When AI agents do everything themselves, errors compound. With 90% accuracy per step, you get only 59% success over 5 steps. The solution: push complexity into deterministic code, leaving AI to focus on intelligent routing and decision-making.


The 3 Layers

Layer 1: Directive (What to do)

Location: directives/ directory
Format: Markdown SOPs
Purpose: Define goals, inputs, tools, outputs, and edge cases

Think of these as instructions you'd give a mid-level employee. Natural language, clear, and comprehensive.

Example: directives/scrape_website.md defines:

  • Goal: Extract data from websites
  • Inputs: URL, selectors
  • Tools: execution/scrape_single_site.py
  • Outputs: JSON file in .tmp/
  • Edge cases: Rate limiting, dynamic content, authentication

Layer 2: Orchestration (Decision making)

Who: The AI agent (me)
Purpose: Intelligent routing between directives and execution

My job:

  1. Read directives to understand the task
  2. Gather required inputs
  3. Call execution scripts in the right order
  4. Handle errors and edge cases
  5. Ask for clarification when needed
  6. Update directives with learnings

I don't do the work myself — I coordinate it.

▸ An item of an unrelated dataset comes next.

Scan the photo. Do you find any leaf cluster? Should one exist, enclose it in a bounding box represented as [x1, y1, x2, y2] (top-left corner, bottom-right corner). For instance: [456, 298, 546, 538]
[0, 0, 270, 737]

Layer 3: Execution (Doing the work)

Location: execution/ directory
Format: Python scripts
Purpose: Deterministic, reliable, testable operations

These scripts:

  • Handle API calls
  • Process data
  • Interact with databases
  • Perform file operations
  • Use environment variables from .env

Key principle: Scripts should be idempotent and well-commented.


Operating Principles

1. Check for tools first

Before writing a new script, check execution/ per your directive. Only create new scripts if none exist or existing ones don't fit.

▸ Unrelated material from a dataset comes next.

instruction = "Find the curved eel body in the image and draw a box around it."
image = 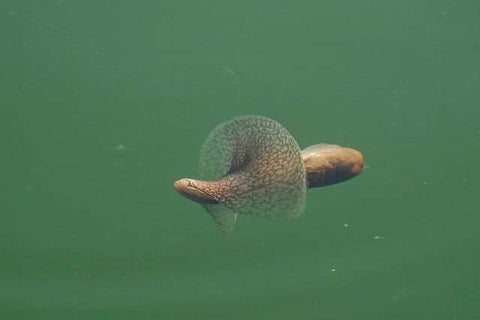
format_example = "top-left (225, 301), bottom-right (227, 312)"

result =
top-left (174, 116), bottom-right (364, 233)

2. Self-anneal when things break

When errors occur:

  1. Read the error message and stack trace
  2. Fix the script and test again (unless it uses paid tokens/credits)
  3. Update the directive with what you learned
  4. System is now stronger

Example: Hit an API rate limit → research API → find batch endpoint → rewrite script → test → update directive with new approach.

3. Update directives as you learn

Directives are living documents. When you discover:

  • API constraints or limits
  • Better approaches
  • Common errors
  • Timing expectations

→ Update the directive so future work benefits.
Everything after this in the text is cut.